O embaixador escreveu uma série de cinco telegramas obtidos por meio da Lei de Acesso à Informação (LAI), os quais revelam sua atuação de orientar o governo. Nelas, o diplomata repassou, num primeiro momento, análises que enfatizavam a desconfiança no processo eleitoral e, depois, com a confirmação do resultado favorável ao democrata, relatos que apostavam numa virada de mesa nos tribunais.
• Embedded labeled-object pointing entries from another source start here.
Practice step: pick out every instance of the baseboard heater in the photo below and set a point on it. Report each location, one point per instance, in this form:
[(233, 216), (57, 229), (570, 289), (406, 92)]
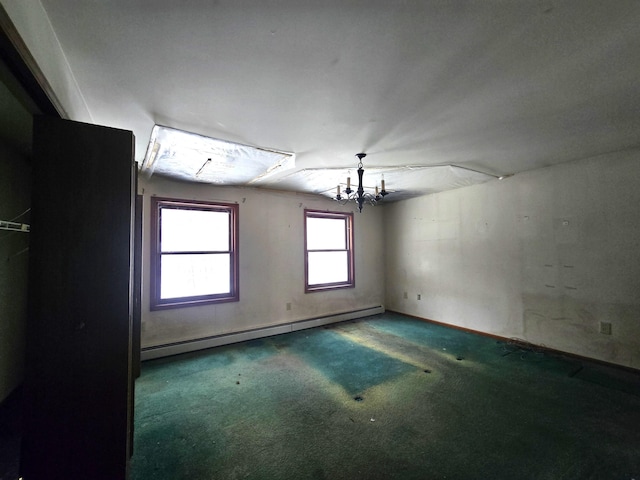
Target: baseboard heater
[(159, 351)]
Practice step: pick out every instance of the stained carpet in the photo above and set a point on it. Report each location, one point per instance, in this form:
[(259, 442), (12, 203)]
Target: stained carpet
[(385, 397)]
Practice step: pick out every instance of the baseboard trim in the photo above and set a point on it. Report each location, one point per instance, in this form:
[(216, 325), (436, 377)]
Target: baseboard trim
[(149, 353), (550, 351)]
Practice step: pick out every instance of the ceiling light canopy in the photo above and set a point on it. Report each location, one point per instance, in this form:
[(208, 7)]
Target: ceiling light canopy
[(360, 196)]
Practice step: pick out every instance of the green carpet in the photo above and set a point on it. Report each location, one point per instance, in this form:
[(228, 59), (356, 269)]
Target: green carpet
[(386, 397)]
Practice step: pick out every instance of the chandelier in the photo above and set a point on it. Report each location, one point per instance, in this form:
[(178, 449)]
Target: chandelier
[(360, 196)]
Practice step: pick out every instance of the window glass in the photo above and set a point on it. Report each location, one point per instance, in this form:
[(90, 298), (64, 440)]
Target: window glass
[(328, 250), (194, 230), (194, 259)]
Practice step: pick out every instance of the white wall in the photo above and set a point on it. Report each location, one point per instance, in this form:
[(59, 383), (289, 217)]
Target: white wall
[(544, 256), (271, 265), (15, 181), (31, 21)]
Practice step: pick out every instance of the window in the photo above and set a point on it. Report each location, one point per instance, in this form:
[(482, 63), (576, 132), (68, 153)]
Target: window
[(328, 250), (194, 253)]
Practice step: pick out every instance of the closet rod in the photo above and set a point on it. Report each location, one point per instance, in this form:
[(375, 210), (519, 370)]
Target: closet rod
[(14, 227)]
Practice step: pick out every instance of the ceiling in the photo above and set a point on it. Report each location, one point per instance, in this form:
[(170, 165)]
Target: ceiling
[(494, 87)]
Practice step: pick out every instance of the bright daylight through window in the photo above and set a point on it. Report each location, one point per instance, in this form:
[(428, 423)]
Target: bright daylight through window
[(328, 250), (193, 253)]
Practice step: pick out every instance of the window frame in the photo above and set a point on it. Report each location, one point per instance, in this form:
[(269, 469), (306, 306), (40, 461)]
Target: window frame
[(158, 303), (349, 235)]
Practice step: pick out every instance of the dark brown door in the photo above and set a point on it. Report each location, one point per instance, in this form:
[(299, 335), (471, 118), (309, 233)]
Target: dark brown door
[(78, 385)]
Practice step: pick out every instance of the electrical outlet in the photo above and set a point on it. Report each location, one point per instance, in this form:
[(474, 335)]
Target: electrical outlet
[(605, 328)]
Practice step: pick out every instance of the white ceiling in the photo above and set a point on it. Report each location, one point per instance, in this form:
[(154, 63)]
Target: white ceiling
[(495, 86)]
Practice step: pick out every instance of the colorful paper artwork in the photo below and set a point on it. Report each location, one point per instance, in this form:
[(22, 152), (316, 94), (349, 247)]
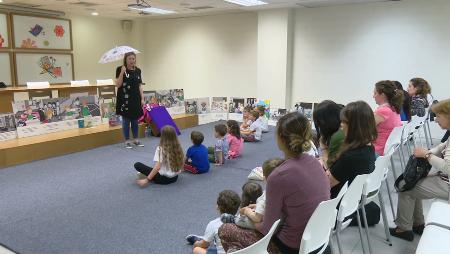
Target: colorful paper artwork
[(7, 127), (28, 43), (236, 105), (197, 106), (36, 30), (59, 31), (48, 66), (219, 105)]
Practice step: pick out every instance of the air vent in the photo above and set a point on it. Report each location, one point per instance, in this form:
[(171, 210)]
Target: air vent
[(25, 5), (201, 8), (85, 4)]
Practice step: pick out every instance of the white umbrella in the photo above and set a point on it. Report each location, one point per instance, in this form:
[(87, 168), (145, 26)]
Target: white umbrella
[(116, 54)]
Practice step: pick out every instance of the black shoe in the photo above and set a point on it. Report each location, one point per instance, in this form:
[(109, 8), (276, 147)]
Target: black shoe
[(418, 229), (405, 235)]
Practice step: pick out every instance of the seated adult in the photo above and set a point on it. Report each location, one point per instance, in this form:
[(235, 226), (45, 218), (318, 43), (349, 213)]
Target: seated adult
[(405, 112), (294, 190), (357, 154), (387, 116), (409, 208), (327, 121), (419, 89)]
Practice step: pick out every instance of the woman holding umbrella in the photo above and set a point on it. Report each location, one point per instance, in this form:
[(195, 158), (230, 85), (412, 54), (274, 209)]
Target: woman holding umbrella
[(130, 98)]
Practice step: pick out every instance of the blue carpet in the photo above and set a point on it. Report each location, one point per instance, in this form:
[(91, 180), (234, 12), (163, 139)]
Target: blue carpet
[(88, 202)]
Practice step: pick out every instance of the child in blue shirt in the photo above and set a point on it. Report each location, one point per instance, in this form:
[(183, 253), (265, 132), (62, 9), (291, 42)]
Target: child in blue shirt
[(197, 155)]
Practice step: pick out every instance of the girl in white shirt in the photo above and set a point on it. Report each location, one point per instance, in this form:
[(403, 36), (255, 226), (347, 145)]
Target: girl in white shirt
[(169, 161)]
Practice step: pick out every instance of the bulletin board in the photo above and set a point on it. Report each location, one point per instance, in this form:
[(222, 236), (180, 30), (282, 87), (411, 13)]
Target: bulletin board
[(56, 68), (37, 33)]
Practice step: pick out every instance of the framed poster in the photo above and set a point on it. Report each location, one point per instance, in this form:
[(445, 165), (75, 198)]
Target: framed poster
[(6, 74), (56, 68), (4, 31), (35, 32)]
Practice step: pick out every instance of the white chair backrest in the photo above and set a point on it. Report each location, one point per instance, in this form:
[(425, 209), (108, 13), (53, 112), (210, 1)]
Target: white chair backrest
[(260, 247), (352, 197), (322, 221), (38, 85), (395, 139), (79, 83), (375, 178)]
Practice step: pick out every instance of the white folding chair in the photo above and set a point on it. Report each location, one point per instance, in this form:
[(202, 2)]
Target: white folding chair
[(371, 191), (348, 206), (318, 230), (433, 240), (260, 247)]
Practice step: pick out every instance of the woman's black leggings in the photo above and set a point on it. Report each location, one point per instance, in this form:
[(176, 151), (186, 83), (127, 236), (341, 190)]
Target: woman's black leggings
[(158, 179)]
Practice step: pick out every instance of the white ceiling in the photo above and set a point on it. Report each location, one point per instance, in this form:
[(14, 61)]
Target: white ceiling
[(118, 8)]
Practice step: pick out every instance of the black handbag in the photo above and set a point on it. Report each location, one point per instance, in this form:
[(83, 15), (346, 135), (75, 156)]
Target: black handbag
[(416, 169)]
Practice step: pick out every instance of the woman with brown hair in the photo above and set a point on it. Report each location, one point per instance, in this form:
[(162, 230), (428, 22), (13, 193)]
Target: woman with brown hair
[(409, 209), (357, 154), (387, 115), (293, 191), (130, 97), (418, 89)]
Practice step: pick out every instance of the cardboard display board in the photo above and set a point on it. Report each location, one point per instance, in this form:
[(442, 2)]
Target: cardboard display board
[(38, 117), (7, 127)]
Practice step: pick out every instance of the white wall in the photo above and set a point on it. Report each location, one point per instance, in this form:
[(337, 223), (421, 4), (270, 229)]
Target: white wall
[(93, 36), (274, 56), (341, 52), (206, 56)]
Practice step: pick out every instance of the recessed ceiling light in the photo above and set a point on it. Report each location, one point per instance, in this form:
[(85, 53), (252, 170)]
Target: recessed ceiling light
[(246, 2), (151, 10)]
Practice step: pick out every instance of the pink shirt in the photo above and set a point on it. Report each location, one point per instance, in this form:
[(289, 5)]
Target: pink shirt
[(235, 146), (384, 129)]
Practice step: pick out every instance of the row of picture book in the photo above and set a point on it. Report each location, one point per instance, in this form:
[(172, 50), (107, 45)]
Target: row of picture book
[(42, 116)]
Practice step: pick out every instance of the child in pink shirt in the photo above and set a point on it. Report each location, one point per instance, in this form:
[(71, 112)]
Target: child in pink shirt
[(387, 115), (235, 141)]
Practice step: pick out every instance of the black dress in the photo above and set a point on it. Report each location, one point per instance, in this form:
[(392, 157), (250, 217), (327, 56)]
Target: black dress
[(128, 95)]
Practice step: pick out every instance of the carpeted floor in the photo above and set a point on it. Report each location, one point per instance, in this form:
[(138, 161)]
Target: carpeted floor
[(88, 202)]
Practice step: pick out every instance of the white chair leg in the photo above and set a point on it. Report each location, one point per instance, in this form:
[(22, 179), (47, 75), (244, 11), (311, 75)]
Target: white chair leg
[(429, 132), (390, 198), (425, 132), (394, 173), (360, 231), (385, 221), (338, 237), (366, 226)]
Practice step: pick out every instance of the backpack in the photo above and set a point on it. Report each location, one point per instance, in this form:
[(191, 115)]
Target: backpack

As mensagens enviadas entre 5 e 12 de novembro pelo embaixador, num total de 22 páginas, destacaram comentários e expectativas de aliados do candidato republicano. A reportagem teve acesso ainda, via LAI, a outros dez telegramas, 54 páginas, enviados em julho e agosto, meses das convenções partidárias. Procurado, o embaixador disse que não comentaria o conteúdo dos seus textos.

Denúncias de fraude

Na noite de 6 de novembro, horas antes do anúncio da vitória de Biden, Forster informou a Brasília que “estreitas margens tornam quase certos processos de recontagens e ações judiciais adicionais”. “A campanha do presidente Donald Trump já robustece sua assessoria legal para promover a recontagem nos Estados-chave e ações judiciais relativas a percebidas irregularidades e denúncias de fraude na apuração de votos”, comunicou Forster. No dia seguinte, um sábado, o democrata era declarado vencedor e analistas políticos consideravam improvável uma mudança do resultado.

Foster Junior ignorava até mesmo as posições dos corpos diplomáticos em Washington. Nos telegramas, só relatou em 12 de novembro que o Reino Unido, a Alemanha e a França tinham reconhecido a vitória de Biden, o que foi feito ainda no dia 7. As mensagens não sinalizaram recomendações para Bolsonaro fazer o mesmo.

Ainda no dia 6 de novembro, o dilplomata alertou em relação a “diversos relatos” de fraudes em Michigan, Pensilvânia, Arizona e Nevada. Comentaristas políticos dos Estados Unidos acusavam Trump de divulgar fake news e enfatizavam que as ações dele na Justiça seriam derrotadas. Naqueles dias, emissoras de TV chegaram a interromper entrevistas do presidente na Casa Branca para alertar sobre mentiras ditas ao vivo.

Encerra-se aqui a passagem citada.